The festival soon enlivened to a heavier electronic and rock show with synth-pop duo Chairlift, homegrown folk rocker Gentle Bones and electronic act SBTKRT before highly-anticipated headliner Foals electrified the crowd with their high-octane set, covering songs from new and old records while invoking roaring sing-along sessions and vigorous head banging.
The first day of the festival closed off with epileptic sets by acid house act 2ManyDJs, experimental electronic band Crystal Castles whose lead singer’s near shrilling vocals and heavy electronic beats brought a club-like experience, and Neon Indian, who beguiled the audience with front man Alan Pomo’s groovy dance moves and resolute showmanship amidst technical difficulties and a delayed set.
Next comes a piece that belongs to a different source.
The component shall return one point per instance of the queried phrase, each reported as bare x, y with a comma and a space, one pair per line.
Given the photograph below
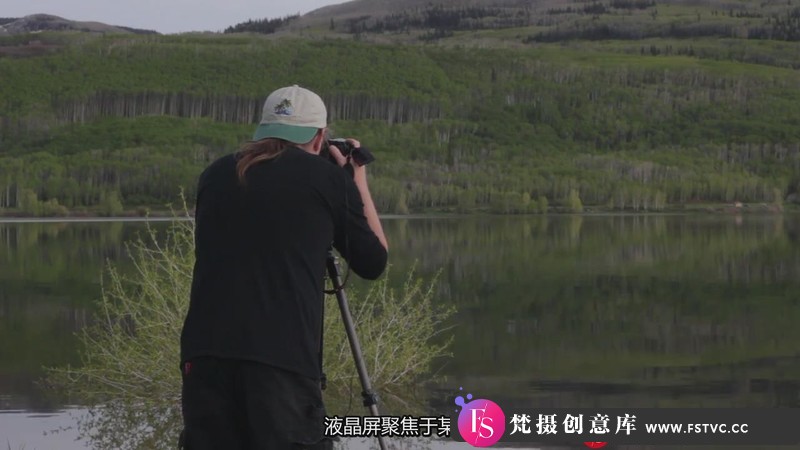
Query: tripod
370, 397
Day two of Neon Lights eased festival-goers into a dilatory Sunday start with Singaporean acts .gif and Linying, London-based five-piece Pumarosa, and Canadian free improvisation coterie BADBADNOTGOOD who brought a flowy, near-enlightenment music experience with their feel-good jazz tunes akin to songs played in a yoga class.
The festival erupted into a colossal high energy festive party in the late afternoon with George Clinton and Parliament-Funkadelic who engaged the crowd with a troupe of delectable musicians and dexterous female backup vocalists and rappers. One can safely say the experience was near titillating with their tenacious stage presence and infectious tunes accompanied with flamboyant costumes and indomitable stage antics.
The evening assuaged to calming slow with dulcet performances by Swedish soloist Kristian Matsson under the moniker of The Tallest Man on Earth and Argentinian-Swedish singer-songwriter José González, regaling fans with their folk songs and personal stories of divorce and life.
Thereafter, British baroque-pop act Blood Orange and post-math rock band 65daysofstatic enthralled target younger audiences with their individual brand of groovy wave soul tunes and instrumental rock melodies respectively.
The night came to a quiescent close with performances by Malaysian indie-pop sweetheart Yuna and ethereal sounding Icelandic ambient-rock band Sigur Rós who serenaded audiences with their sonic masterpiece and magnetising background visuals accompanied with strobing lights.
As festival-goers left the muddy grounds of Fort Canning Park, we can’t help but reminisce over the events of the past weekend. With Jonsi Birgisson’s empyrean vocals in the back of our heads, we can bravely embrace the looming week ahead with a well-fed soul, knowing that the weekend was well spent soaking in the sounds of rain and songs of another dimension.